Said Fey, “I think we’ve always had a mutual respect for each other because we both took improv superseriously at the time.”
“Yeah, we did,” Poehler agreed.
“And still kind of do.”
“We still kind of do, yeah.”
During the 2004-05 season of SNL, Fey and Poehler began co-anchoring “Weekend Update,” the longest-running sketch on the comedy series. It had never featured two women before.
That arrangement ended when Fey moved on to write and star in the NBC sitcom 30 Rock.
Former SNL writer Michael McCullers wanted to reunite Poehler and Fey for a feature, which is how Baby Mama came about.
In the film, Poehler plays a working-class woman who agrees to become pregnant with the first child of a career woman played by Fey.
The story for Baby Mama was the creation of McCullers, who also directed the film, which is set in Philadelphia.
Fey had her first child in real life just three years ago and, as a resident of New York City, knows all about big-city parenting.

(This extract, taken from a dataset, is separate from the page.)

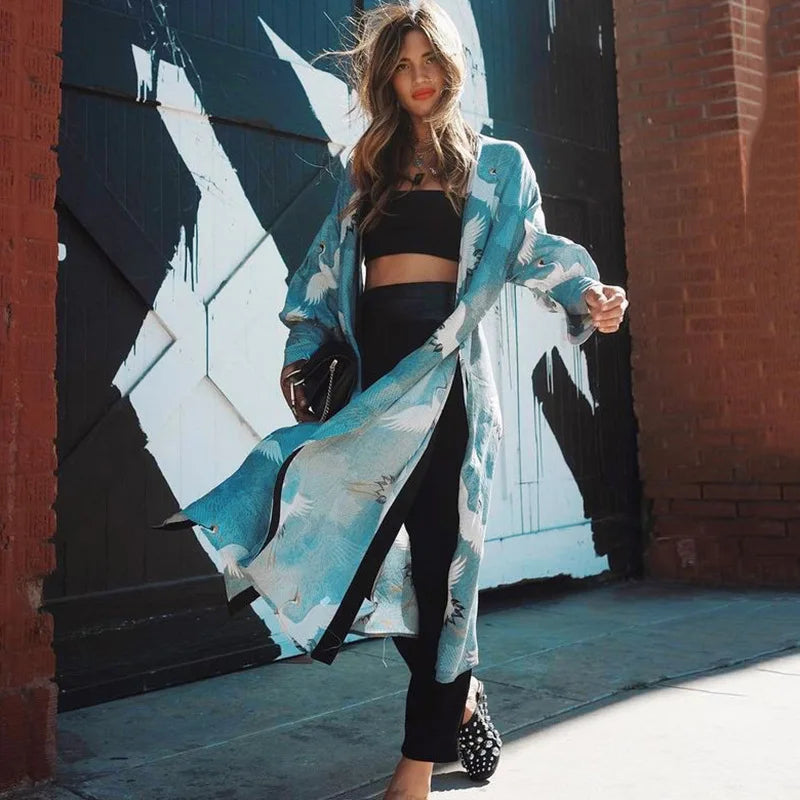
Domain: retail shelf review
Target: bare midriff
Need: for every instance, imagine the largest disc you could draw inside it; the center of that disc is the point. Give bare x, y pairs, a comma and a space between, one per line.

“My daughter starts preschool next year, so I just went through the process of taking her to her preschool interviews,” she said.
“Did she wear a little power suit, with a teeny-tiny briefcase?” Poehler asked.

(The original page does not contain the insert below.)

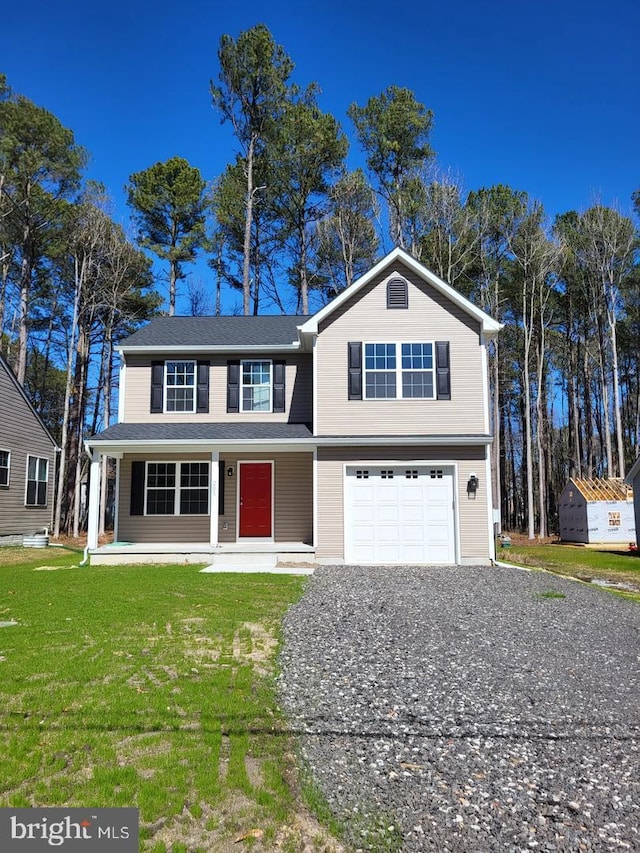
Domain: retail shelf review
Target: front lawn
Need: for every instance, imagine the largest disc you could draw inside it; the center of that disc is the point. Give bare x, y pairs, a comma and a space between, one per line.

“She had a teeny-tiny résumé, made of candy. That you don’t find in the suburbs,” Fey said.
When asked if she wanted to become a mother, Poehler, who is married to actor Will Arnett, answered, “To Sigourney Weaver, yes. I’d love to cradle Sigourney Weaver and tuck her in, and whisper quietly and sing to her.”
In the film, Weaver plays the owner of the surrogacy center who arranges for Fey’s character to meet her surrogate in Poehler.

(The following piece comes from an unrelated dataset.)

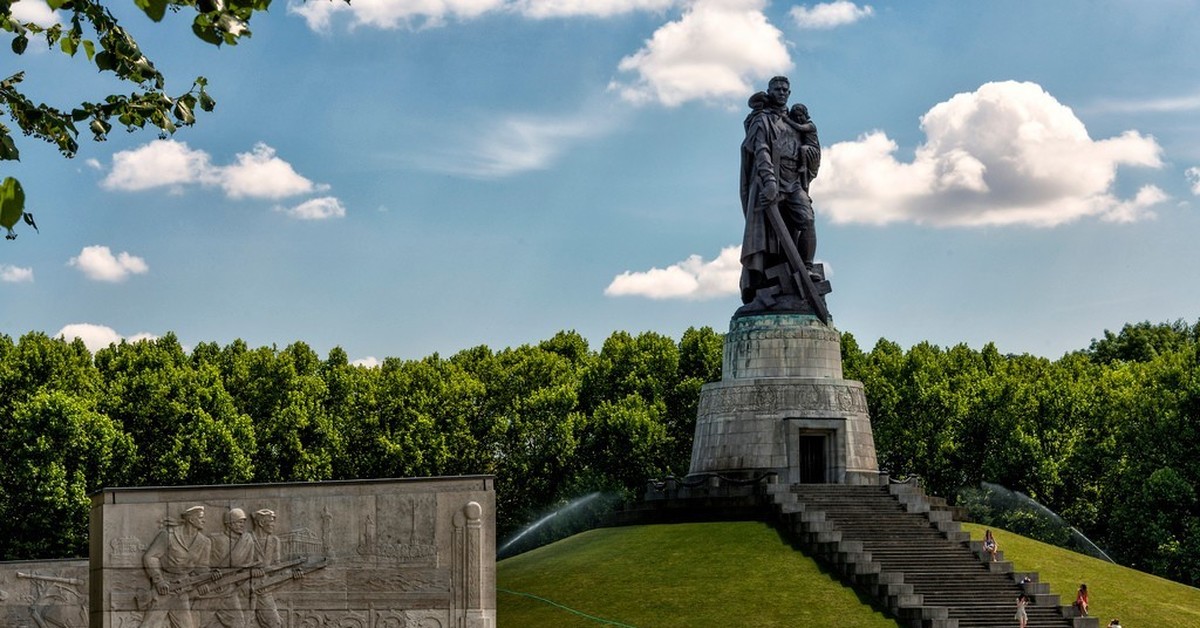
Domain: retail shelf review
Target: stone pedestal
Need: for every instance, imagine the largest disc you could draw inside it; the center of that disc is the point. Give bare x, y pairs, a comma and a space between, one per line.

“One of the things I admire about the movie is that there are things included in it that are true and really humiliating for women, like the doctor who says your uterus is upside-down or it’s shaped like a shoe or your eggs have crossed eyes,” said Weaver, who became a mother for the first time in her 40s.
“I remember when I was carrying my daughter they referred to me as ‘elderly.’ I felt like I had her just in time, before I turned into a pumpkin.”
Continued the actress, “I really do believe what my character says, that there’s no wrong way to have a family as long as the welfare of the child and the health of everyone is kept in mind.”
“I do think it would be slightly disrespectful to people who are dealing with all these issues in a real way to just play it jokey or harsh,” he said. “It’s not how I see the world, and Amy and Tina don’t either. I think they were both looking forward to the chance to show a more grounded, more emotional side.”
“I think it’s harder to make comedy when you can’t curse and stuff; I take great pride in operating within the boundaries of the standard rules,” said Fey, who constantly finds herself straddling that line in 30 Rock and being surprised by how the line can sometimes shift on her.
Baby Mama is rated PG-13, so it can’t get too raunchy. But in the delivery scene, Poehler’s exasperated character lets loose with an especially creative profanity.
“A lot of birthing movies never really talk about how foul people’s mouths get. There were extras who were kind of genuinely startled with me yelling and stuff,” Poehler said.
“I think the take that’s in the movie was the last take of the night,” Fey said.
“Amy asked if it was the last one, and she pulled the Christmas tree down; she pulled out an IV. She didn’t want to wreck the props until it was the last take, and then she tore the place up.”